Sonja puso cara de más o menos y preguntó qué debía simbolizar eso. Magnus contestó con gesto suficiente que se trataba de un ex libris y ella dijo que también necesitaba uno, pero en forma de bandera.

—Algo simbólico de mi libertad —dijo.

—Un «ex libre» —intentó Magnus hacer un juego de palabras entre dos idiomas que no eran los suyos y que resultó, al menos para su oyente, tan fallido como el contorno de los continentes esbozados.

Enseguida dio vuelta el diario y garabateó una bandera con la palabra «Libre» en el medio. Luego la recortó (aunque hubiera preferido hacerlo con tijera, como hacía con todos los recortes que pegaba en su diario) y la extendió por encima de la mesita.

—¿Para mí? —preguntó Graf, emocionada—. Qué bella. La usaré en el torneo en el que Goebbels me prohibió usar la de Alemania.

—A mí me prohibió vivir en Alemania.

Sonja levantó la vista del recorte y por primera vez lo miró con su mirada real, la femenina. Magnus apenas si logró soportarla unos segundos, luego se sacó los anteojos limpios y volvió a limpiarlos con la punta de la corbata. Sonja quiso preguntarle si era judío, pero le salió decir que ella era medio gitana. ¿Cómo no iba a ser judío con esa nariz, además? Quiso besársela. Quiso abrazarlo en nombre de todo el pueblo alemán que no estaba del lado de los asesinos.

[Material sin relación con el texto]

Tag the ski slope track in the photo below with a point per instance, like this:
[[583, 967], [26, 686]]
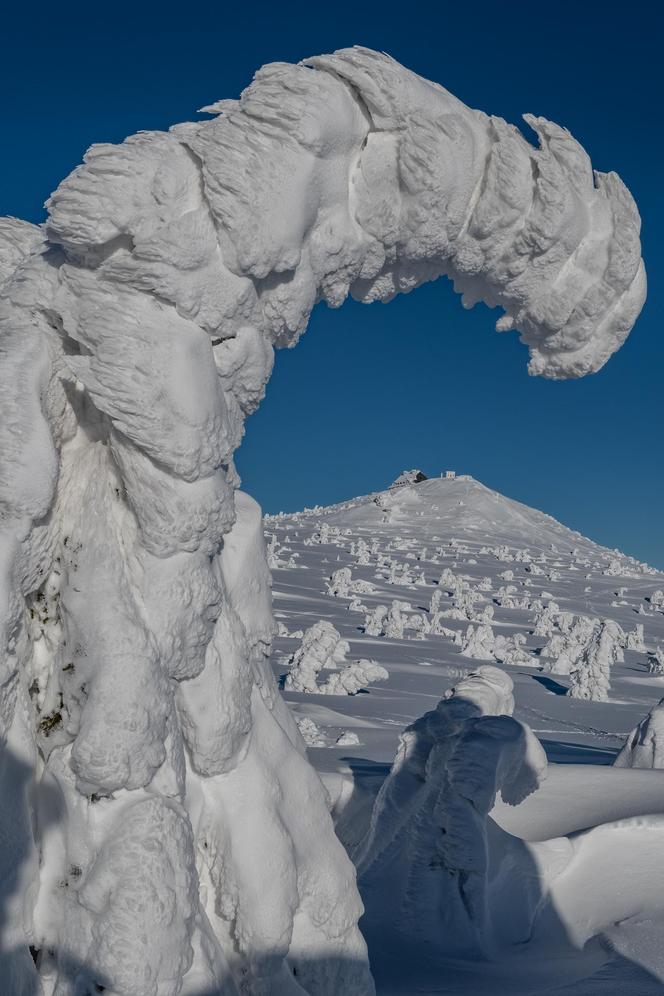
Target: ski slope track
[[164, 833]]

—Bueno, tengo que irme —se levantó, en cambio.

—¿Puedo acompañarla? —Magnus se quedó sentado, dudando de la estabilidad de sus piernas.

—Creo que puedo enfrentar sola al enano verde de la entrada, y no quiero que pierda su turno.

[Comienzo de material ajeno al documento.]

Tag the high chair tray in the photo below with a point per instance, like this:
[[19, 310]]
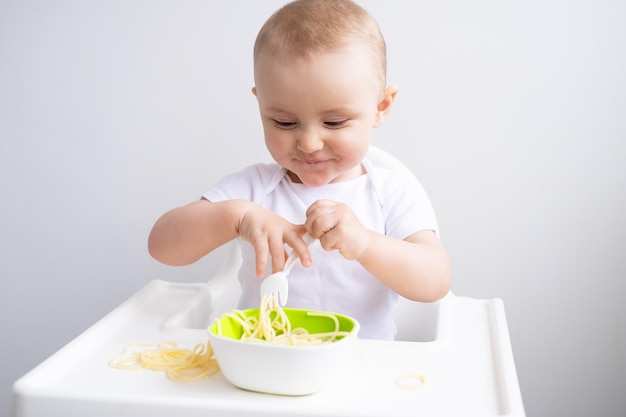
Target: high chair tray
[[468, 370]]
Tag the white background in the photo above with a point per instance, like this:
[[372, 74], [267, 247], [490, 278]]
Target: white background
[[512, 113]]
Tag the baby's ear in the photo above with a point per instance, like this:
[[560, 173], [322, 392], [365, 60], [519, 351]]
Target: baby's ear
[[384, 106]]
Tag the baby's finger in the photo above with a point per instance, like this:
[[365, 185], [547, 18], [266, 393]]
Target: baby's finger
[[301, 247], [262, 254], [278, 254]]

Y se alejó, haciendo flamear por el salón su bandera libertaria, no sin antes conminarlo a pasarse por el teatro Politeama para verla competir.

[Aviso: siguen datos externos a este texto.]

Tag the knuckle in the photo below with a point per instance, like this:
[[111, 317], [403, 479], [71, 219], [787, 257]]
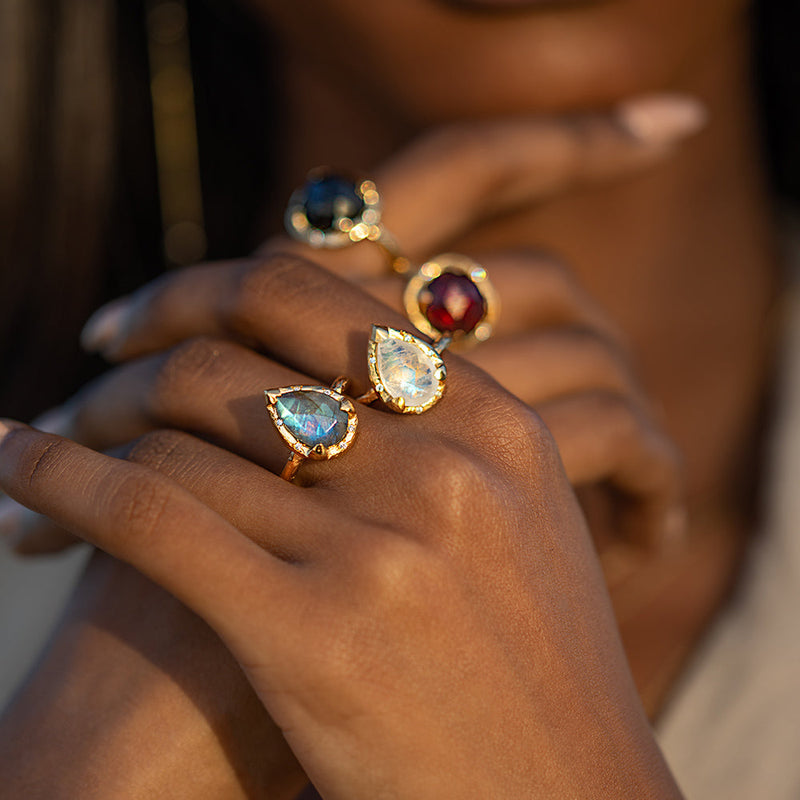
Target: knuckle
[[181, 369], [397, 572], [156, 448], [42, 460], [138, 506], [282, 277]]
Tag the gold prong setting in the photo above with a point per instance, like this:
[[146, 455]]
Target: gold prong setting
[[315, 422], [406, 372], [473, 302], [352, 211]]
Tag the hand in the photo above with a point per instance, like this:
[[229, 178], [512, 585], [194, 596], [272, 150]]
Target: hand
[[136, 698], [423, 635], [553, 348]]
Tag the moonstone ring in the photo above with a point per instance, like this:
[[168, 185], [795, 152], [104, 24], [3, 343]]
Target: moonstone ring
[[405, 372], [332, 210], [315, 422]]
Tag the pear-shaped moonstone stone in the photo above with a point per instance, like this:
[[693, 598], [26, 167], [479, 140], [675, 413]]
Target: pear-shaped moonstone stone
[[312, 417], [406, 371]]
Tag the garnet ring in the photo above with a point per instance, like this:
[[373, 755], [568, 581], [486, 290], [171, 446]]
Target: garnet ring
[[332, 210], [315, 422], [452, 299], [405, 372]]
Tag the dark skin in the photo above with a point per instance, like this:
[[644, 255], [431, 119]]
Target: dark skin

Heinz siguió sus pasos con una mirada que hizo sospechar a los otros clientes acerca de la moralidad de esa relación. En antecedentes del disfraz, lo que acaso escandalice nuestra propia mirada es que, desde la perspectiva del muchacho de veintiséis años, la señorita Graf, con sus treinta ya cumplidos, era una mujer casi vieja. Pero como llevaba el pelo corto, igual que mi abuela, incluso de joven, entre otros parecidos (las dos eran alemanas e inteligentes, las dos eran menudas pero de buena figura y con una mirada entre soñadora y asustada), hay elementos como para asumir que a mi abuelo le hubiese gustado pese a su edad. Y pese incluso a que no era judía, porque parecía serlo, al menos en el sentido de que estaba enfrentada con los nazis. A fin de cuentas, por esa época mi abuelo estaba en búsqueda bastante desesperada de amor:

En realidad no tengo ninguna razón ni motivo para anotar nada —anota el 10 de septiembre de 1939, o sea unos días después—, pero a veces uno tiene la necesidad de decir algo, que es más expresión de sentimientos que de palabras o de cosas. Mi deseo es encontrar una chica simpática con quien poder vivir como buenos compañeros. No juntos, pero sí como muy buenos amigos. Creo que en eso lo sexual no podría descartarse.

1- Cf. El Estado Judío, de Theodor Herzl (1896): «Argentina es uno de los países más ricos de la tierra, de inmensas extensiones, escasa población y un clima moderado. La República Argentina tendría el mayor interés en cedernos una porción de territorio».